11. Hennie Osvaldo has the next highest number of movement at night.
When we investigated it further, we found out that he has been out around 4:00
am at a different location compared to the other nights which is suspicious
(Figure. 17). To find out the locations he has visited at night, we can follow
the GPS animation.
Figure 17. Analysis of Hennie's related pattern.

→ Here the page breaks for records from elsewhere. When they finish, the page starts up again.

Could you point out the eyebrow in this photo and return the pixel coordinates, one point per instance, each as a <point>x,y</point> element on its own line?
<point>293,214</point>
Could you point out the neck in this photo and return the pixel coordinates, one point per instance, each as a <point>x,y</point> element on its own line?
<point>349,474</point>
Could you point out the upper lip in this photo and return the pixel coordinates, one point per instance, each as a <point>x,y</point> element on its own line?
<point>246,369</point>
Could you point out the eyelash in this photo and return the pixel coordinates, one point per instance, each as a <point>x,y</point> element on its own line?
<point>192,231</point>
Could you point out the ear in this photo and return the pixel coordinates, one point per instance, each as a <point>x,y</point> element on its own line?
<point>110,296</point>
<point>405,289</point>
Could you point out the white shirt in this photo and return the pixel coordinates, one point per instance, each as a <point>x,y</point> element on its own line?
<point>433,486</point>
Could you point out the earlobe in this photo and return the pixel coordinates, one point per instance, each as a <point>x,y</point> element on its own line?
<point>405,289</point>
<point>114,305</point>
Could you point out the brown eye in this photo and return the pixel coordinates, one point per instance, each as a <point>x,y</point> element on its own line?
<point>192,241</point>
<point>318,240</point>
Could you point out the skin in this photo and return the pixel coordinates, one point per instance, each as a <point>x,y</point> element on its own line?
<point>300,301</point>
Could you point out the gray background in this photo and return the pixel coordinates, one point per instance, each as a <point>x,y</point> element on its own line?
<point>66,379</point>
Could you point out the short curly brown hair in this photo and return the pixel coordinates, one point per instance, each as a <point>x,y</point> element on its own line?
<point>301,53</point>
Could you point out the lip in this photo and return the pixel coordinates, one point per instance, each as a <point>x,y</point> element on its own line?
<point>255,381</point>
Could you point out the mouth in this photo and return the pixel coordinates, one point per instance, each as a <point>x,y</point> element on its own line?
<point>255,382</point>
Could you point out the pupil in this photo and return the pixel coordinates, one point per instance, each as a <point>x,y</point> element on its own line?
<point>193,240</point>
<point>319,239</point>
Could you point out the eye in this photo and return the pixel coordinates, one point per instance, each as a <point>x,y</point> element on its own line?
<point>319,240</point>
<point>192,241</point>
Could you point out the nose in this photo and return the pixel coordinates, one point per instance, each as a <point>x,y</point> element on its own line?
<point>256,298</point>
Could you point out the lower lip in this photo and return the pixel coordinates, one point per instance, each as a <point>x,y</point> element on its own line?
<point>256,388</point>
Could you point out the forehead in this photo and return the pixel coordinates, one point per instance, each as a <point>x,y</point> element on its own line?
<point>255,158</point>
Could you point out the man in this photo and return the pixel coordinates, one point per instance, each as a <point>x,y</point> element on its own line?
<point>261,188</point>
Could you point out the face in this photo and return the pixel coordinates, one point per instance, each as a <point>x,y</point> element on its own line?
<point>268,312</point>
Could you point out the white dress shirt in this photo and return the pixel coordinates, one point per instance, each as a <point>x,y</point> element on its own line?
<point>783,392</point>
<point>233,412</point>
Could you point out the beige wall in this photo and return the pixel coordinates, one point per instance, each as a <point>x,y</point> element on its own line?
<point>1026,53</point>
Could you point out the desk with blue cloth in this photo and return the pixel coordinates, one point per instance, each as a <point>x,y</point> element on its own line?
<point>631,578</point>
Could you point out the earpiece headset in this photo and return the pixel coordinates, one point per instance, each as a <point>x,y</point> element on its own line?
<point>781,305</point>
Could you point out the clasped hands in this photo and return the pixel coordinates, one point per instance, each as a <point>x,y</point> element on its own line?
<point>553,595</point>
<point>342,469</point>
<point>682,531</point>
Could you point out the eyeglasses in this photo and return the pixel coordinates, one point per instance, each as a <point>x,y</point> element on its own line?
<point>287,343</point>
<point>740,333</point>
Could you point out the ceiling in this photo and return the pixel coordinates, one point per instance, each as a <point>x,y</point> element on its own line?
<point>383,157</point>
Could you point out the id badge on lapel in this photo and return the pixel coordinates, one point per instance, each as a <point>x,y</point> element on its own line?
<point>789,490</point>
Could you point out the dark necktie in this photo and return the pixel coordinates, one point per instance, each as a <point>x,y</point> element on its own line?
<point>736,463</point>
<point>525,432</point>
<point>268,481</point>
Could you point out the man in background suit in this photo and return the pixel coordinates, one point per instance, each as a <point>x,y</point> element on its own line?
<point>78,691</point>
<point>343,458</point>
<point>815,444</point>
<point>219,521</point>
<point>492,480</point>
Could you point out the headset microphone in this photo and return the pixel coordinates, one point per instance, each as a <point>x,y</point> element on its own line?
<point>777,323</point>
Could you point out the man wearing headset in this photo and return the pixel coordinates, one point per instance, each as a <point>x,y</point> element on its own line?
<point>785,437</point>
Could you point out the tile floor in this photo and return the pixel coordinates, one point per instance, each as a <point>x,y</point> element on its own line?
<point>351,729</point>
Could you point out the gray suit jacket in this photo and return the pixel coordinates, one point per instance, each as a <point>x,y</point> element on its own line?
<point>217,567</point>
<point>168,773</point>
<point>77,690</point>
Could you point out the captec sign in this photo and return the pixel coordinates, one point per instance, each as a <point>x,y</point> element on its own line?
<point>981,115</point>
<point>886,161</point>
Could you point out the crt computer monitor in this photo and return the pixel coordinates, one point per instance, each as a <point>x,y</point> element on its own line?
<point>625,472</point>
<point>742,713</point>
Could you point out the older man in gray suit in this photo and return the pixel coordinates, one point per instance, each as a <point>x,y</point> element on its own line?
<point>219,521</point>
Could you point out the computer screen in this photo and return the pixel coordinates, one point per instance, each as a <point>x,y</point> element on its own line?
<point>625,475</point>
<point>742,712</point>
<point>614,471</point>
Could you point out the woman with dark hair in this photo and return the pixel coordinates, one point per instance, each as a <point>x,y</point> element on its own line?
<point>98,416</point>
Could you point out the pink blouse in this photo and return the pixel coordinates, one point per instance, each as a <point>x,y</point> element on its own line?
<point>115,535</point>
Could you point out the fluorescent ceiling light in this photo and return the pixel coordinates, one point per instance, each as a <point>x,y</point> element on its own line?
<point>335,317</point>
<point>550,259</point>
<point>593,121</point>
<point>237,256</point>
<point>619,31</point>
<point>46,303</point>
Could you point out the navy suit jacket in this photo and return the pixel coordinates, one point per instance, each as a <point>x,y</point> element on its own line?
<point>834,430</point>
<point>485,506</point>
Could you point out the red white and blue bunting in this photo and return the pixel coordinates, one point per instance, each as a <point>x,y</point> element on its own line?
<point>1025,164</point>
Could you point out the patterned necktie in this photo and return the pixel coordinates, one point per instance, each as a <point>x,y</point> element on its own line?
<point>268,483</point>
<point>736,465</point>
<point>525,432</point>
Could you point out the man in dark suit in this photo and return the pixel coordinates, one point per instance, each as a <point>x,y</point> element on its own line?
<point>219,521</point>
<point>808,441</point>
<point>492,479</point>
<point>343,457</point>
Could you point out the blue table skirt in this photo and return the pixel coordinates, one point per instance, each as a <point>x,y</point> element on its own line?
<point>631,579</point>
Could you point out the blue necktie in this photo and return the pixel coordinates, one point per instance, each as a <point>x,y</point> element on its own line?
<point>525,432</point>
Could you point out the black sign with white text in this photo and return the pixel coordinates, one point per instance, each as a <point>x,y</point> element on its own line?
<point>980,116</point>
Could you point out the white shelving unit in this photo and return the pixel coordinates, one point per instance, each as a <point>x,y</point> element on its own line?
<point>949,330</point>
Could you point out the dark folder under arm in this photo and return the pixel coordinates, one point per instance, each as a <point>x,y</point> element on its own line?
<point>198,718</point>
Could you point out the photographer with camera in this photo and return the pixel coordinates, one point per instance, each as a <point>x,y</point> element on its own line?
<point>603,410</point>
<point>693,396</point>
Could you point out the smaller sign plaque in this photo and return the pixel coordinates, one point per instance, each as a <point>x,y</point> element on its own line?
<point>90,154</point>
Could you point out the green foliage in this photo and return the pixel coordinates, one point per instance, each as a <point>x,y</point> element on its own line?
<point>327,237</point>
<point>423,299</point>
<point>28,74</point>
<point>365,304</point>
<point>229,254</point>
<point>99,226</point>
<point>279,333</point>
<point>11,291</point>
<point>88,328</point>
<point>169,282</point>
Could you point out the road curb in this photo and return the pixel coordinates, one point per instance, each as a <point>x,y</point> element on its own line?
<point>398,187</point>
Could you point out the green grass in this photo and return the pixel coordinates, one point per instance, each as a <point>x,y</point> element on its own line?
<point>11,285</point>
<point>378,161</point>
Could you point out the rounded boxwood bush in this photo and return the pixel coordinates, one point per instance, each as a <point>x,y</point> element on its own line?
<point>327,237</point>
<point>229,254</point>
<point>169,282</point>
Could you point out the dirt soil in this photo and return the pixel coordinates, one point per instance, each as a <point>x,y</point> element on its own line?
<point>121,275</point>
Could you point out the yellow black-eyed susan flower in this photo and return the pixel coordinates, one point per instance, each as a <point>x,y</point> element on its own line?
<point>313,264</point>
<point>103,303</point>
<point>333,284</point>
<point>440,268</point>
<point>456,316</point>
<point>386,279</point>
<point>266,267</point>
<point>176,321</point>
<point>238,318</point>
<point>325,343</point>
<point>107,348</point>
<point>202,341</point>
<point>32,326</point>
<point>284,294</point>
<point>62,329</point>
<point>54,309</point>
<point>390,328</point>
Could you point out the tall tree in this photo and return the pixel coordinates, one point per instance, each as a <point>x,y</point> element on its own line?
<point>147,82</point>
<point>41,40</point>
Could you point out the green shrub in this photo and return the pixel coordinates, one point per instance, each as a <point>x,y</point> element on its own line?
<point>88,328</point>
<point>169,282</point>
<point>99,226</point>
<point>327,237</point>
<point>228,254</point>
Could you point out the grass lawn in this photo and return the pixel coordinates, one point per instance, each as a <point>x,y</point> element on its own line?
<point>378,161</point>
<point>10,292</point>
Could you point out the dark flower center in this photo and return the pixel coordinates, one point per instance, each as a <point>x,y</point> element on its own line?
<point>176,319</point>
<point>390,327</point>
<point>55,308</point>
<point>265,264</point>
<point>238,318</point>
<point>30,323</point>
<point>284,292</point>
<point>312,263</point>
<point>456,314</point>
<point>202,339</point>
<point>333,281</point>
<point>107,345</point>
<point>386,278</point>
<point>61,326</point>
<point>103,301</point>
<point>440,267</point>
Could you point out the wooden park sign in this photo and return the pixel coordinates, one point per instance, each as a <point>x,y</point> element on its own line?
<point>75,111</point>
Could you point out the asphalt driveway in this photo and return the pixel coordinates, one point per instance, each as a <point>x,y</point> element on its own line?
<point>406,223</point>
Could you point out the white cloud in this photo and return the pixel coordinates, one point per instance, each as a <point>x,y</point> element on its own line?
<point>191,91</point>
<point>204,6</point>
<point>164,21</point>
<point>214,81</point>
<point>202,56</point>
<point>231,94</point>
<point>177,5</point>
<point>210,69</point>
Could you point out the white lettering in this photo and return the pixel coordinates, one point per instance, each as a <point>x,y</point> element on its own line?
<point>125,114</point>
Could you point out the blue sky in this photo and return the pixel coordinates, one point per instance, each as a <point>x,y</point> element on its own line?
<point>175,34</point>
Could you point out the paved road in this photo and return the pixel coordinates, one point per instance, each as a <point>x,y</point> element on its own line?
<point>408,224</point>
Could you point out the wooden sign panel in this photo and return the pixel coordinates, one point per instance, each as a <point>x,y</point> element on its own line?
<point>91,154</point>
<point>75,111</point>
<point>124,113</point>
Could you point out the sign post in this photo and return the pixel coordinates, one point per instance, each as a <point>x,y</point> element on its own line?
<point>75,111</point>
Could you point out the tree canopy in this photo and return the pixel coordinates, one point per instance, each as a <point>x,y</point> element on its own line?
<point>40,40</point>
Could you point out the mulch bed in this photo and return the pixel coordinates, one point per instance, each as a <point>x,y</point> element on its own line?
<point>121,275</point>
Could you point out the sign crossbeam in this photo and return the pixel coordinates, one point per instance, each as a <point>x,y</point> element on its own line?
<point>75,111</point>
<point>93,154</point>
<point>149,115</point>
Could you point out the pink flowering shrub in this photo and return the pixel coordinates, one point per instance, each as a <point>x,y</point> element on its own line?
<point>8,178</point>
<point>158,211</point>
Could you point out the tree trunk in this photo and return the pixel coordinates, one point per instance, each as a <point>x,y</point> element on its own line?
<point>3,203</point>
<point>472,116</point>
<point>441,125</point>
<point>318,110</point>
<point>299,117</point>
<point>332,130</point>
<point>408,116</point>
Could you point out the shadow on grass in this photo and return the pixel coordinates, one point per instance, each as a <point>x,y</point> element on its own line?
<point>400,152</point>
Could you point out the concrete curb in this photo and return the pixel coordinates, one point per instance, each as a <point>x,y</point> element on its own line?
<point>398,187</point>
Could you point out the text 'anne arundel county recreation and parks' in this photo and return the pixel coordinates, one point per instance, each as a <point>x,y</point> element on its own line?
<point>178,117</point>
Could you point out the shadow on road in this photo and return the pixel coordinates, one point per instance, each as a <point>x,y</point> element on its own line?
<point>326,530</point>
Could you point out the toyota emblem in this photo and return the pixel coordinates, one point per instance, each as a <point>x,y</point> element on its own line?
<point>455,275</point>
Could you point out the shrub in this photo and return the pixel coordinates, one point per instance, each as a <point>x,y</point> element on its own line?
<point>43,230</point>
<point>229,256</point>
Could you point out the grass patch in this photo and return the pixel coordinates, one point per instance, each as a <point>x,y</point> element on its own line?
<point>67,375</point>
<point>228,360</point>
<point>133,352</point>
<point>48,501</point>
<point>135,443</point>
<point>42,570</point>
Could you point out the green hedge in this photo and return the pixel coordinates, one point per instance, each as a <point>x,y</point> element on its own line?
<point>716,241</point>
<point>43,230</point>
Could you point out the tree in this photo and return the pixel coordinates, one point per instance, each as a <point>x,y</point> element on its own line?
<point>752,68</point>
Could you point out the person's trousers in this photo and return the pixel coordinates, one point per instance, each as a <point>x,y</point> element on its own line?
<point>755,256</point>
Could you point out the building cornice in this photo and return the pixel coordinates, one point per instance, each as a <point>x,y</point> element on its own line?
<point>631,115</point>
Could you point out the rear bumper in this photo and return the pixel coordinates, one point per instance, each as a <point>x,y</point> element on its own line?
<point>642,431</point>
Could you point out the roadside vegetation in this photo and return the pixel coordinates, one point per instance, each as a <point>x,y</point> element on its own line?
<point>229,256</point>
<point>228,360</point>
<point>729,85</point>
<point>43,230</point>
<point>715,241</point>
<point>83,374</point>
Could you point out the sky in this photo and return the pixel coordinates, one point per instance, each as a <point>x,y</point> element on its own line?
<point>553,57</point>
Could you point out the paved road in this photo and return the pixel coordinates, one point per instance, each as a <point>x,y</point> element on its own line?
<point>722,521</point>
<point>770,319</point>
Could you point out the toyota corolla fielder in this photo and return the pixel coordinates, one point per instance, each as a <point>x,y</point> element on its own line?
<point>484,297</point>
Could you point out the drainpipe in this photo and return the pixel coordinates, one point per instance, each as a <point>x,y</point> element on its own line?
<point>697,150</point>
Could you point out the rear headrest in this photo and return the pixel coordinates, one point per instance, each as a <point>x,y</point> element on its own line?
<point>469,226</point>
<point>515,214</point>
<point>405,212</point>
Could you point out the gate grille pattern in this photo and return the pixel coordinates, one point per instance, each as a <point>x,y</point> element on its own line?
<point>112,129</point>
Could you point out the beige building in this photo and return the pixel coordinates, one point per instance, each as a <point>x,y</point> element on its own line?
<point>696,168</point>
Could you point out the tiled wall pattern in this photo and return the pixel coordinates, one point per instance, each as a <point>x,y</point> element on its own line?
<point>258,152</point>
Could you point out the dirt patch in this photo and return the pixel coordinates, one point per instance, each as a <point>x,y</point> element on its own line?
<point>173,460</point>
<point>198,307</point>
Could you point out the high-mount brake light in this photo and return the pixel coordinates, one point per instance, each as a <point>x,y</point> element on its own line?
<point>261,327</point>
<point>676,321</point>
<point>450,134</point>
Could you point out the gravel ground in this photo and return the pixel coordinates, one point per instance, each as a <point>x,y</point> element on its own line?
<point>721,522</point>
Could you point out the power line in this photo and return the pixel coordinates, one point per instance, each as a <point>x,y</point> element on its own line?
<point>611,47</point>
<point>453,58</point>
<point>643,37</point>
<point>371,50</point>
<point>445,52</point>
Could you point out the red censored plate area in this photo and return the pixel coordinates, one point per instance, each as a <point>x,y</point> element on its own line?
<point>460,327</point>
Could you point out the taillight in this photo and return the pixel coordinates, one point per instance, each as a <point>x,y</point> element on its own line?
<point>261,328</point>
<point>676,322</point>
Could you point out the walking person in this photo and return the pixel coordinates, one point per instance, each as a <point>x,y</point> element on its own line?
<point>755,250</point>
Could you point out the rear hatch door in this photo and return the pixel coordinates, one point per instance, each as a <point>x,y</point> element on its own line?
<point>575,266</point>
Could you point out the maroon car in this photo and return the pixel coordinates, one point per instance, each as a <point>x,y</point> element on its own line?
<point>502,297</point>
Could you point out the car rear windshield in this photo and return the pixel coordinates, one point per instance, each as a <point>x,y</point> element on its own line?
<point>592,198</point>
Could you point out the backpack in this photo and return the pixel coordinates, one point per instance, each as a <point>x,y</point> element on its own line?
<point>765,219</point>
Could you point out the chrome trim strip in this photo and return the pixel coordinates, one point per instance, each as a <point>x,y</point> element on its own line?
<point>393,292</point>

12. Ada Campo-Corrente and Vira Frente had the most GPS data in the
boundaries of the city. After viewing the GPS trajectories, we found that they
have been in a park which is located close to the city boundaries. Since these
two events have occured in a park, they could not have much of
significance.(Figure. 18).
Figure 18. Ada's GPS trajectory shows movement in the
boundaries of the city.
One of the main missing data in the whole data set is the lack of geographic coordinates of mentioned location in cc_Data and loyalty_Data datasets. The main reason we need these coordinates is to show those locations on the Abila Esri map. With the help of Arcgis geometry service and the provided tourist map, we could come up with that problem and find the latitude and longitude of all locations on the Abila Esri map. The tourist map helped us to estimate the locations of places on the city of Abila. However, few locations were not marked on the tourist map like Abila Zacharo, brewed Awakening, or Daily Dealz. We tried to find the geographic coordinates of such locations using GPS tracking data. For example, using filters on the PC, we know employee X went to one of the above mentioned locations at some hour, if GPS data is filtered as well for that specific person (filters on the PC) and that specific time (on the time slider), the latitude and longitude of that unknown location can be estimated the same way using Geometry Service of ArcGis.
The other missing data is the lack of car ID for truck drivers and on the other hand, there are some car IDs in the GPS dataset that are not assigned to any employee which are for truck drivers based on the employees' information. However, the question left is how to find the name of the driver of a specific truck when observing a scenario for the MC2.2 . Using PC, we can find out the places visited by a specific truck driver for some day. On the other hand, GPS data for trucks can be filtered and shown on the map for that specific day. Finally, the GPS data which goes through all the places discovered from PC, is the GPS data of that person.
Outliers can also be detected easily using PC and location/time diagram. However, outliers are really important to us for discovering suspicious patterns, because such outliers could help us to detect some abnormal behavior happened which is different from routine activities.